Park Junghwan ends Chen Yaoye’s China Korea Tengen run

The 18th China Korea Tengen was held on Jeju Island, Korea, from September 23 to 26, 2014.

The China Korea Tengen is a best of three match between the winners of Korea’s Chunwon and China’s Tianyuan tournament.

Chen Yaoye and Park Junghwan - 18th China Korea Tengen

Chen Yaoye 9 dan (left) and Park Junghwan 9 dan – 18th China Korea Tengen.


The defending champion

A familiar face at the China Korea Tengen - Chen Yaoye

A familiar face at the China Korea Tengen – Chen Yaoye.

China’s Chen Yaoye 9p has won this tournament for the past three years (and four times in total).

This equals Gu Li and Lee Changho’s records in this event.

Another Park

Last year, Park Younghun 9p was unable to stop Chen, losing 2-1.

However, this year’s Korean representative, while also named Park, is a horse of a different color.

Park Junghwan 9p is the only person who has defeated Chen at the China Korea Tengen in the past. In fact, Chen’s run might have been a record breaking five straight wins had it not been for Park’s victory in 2010.


Chen Yaoye and Park Junghwan at the 18th China Korea Tengen.

Korea ends China’s short lived lead

After the previous China Korea Tengen, China was ahead for the first time since the tournament’s inception with a 9-8 score.

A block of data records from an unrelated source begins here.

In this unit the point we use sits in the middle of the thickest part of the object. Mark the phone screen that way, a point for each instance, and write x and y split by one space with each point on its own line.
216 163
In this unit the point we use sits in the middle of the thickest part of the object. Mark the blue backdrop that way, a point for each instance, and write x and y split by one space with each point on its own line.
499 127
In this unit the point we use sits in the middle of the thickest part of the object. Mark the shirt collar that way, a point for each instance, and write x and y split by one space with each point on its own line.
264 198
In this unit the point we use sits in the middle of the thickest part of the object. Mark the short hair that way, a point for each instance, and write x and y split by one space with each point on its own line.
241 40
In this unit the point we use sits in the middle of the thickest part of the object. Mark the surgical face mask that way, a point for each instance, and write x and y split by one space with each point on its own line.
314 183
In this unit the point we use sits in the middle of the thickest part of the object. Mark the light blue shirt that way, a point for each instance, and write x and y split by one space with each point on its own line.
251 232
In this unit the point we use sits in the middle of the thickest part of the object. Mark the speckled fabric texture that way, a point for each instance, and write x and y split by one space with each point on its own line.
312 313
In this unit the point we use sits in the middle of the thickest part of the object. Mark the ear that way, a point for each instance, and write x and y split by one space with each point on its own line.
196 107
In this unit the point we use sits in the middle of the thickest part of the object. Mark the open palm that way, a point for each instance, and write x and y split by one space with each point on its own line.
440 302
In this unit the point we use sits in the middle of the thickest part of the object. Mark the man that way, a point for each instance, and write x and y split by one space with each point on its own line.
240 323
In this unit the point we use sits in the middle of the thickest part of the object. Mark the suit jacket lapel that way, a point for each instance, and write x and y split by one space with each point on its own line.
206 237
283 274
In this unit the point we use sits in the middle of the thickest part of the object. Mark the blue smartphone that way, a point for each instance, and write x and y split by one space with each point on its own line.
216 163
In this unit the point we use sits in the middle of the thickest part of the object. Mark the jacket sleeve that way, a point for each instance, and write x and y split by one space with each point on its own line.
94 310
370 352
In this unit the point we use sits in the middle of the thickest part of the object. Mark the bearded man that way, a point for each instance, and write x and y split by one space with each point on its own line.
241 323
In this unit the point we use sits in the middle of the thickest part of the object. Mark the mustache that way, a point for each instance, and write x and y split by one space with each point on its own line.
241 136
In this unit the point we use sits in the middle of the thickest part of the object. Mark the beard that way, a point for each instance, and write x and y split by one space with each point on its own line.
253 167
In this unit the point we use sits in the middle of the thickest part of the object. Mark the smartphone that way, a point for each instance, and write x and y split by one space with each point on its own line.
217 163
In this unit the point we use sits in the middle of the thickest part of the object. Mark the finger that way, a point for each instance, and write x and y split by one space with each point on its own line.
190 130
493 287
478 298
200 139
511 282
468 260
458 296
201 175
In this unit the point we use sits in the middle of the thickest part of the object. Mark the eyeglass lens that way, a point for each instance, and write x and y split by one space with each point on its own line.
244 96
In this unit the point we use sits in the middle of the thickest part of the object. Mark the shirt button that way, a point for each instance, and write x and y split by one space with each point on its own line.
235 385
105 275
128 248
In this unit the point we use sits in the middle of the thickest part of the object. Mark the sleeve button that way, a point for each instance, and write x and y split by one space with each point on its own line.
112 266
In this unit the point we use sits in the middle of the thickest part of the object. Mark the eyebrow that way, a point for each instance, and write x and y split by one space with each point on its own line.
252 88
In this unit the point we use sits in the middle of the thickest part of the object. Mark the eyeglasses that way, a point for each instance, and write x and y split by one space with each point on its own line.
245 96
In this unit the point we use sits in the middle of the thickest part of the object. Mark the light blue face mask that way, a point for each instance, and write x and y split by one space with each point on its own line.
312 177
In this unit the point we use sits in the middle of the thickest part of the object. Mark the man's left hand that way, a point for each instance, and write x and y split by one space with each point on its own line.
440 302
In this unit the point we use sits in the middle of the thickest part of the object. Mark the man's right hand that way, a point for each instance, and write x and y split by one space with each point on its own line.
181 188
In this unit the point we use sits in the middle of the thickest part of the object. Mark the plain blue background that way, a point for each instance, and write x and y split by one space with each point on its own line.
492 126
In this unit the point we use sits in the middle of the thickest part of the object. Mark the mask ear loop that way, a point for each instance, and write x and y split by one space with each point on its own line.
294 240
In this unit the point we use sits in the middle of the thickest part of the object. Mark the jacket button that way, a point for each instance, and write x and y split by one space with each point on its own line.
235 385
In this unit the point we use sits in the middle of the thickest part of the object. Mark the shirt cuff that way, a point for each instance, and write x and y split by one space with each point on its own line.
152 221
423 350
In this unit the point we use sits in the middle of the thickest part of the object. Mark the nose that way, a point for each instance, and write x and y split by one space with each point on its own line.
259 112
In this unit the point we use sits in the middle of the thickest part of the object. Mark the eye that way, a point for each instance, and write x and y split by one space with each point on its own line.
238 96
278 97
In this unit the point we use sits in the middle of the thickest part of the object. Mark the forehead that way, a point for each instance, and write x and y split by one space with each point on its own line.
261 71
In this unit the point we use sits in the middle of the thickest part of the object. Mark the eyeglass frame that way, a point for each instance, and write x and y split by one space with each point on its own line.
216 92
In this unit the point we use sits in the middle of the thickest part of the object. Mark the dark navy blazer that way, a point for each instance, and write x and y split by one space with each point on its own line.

However, Park wasted no time restoring the balance to 9-9, by winning games one and two by resignation.

Game records

Chen Yaoye vs Park Junghwan


Download SGF File (Go Game Record)


Park Junghwan vs Chen Yaoye


Download SGF File (Go Game Record)


Related Articles

About Jing

Jing likes writing, and can occasionally be convinced to play a game of Go. Even though she doesn't play Go as often as she once did, she still enjoys following the professional Go scene and writing about it on Go Game Guru.

You can follow Go Game Guru on Facebook, Twitter, Google+ and Youtube.


  1. Thanks for the interesting games!
    I was a bit surprised at the end of the 2nd game that Chen resigned. I’m used to a komi of 7.5 and that would make Chen the winner. Then I saw in the file that the komi was 6.5.
    Isn’t 6.5 considered a bit low these days?

    • It depends on whether it’s territory oder area scoring. If it’s territory scoring then komi is 6.5 pts. If it’s area scoring then komi is 7.5 pts.

    • Glad you liked the games, elkine!

      I’ll ask Younggil to have a closer look at the games for us. He can probably explain Chen’s decision to resign.

    • Younggil An says:

      The komi of this match was 6.5 points because of the Japanese rules.

      The komi both 6.5 and 7.5 points are well balanced I think. The Chinese rule has two points difference because of the way of counting, so 6.5 point aren’t available. That’s why, they chose to increase the komi from 5.5 points to 7.5 points as far as I know.

      Many Korean top players prefer White under Chinese rules, but they prefer Black with 6.5 points komi.

      • Thanks a lot for the explanations!
        Of course now I wonder why a China-Korea tournament uses Japanese rules 🙂

        • Younggil An says:

          That’s a good question.

          It’s because Korean tournaments use Japanese rules. The China-Korea Tengen is playing on Japanese and Chinese rules alternately, and this year, it was held in Korea, so they used Japanese rules.

  2. thx for reporting. just a comment: the board is too small, and the little clock that shows the move number is distracting…

    • As for the clock, whether or not Glift displays features will be configured by the user via a settings window. That feature is still a little ways out

      As for board size, have you tried fullscreen?

  3. a lil peeve with the new board is that it doesnt show dead stones as well

  4. And something which tells who is which color. I guess first one is white, but you never know.

  5. Flagellator1974 says:

    I don’t understand a thing: on go4go the result of the second match is B+0,5. Here B+R (i only use go4go to print game records). So, what’s the situation? Thanks 🙂

    • Younggil An says:

      Oh, you’re right. Park won the game 2 by 0.5 point. We’ll correct the result. Thanks for your correction.

  6. I wonder, if a (pro) game ends in a 0,5 result, do pro players consider this to be lucky?

    • Younggil An says:

      It depends on the game. In this game, they both must have expected the result in the endgame, so pros wouldn’t consider this to be lucky.

      These days, top pros’ endgame and counting are very accurate compare to the old days.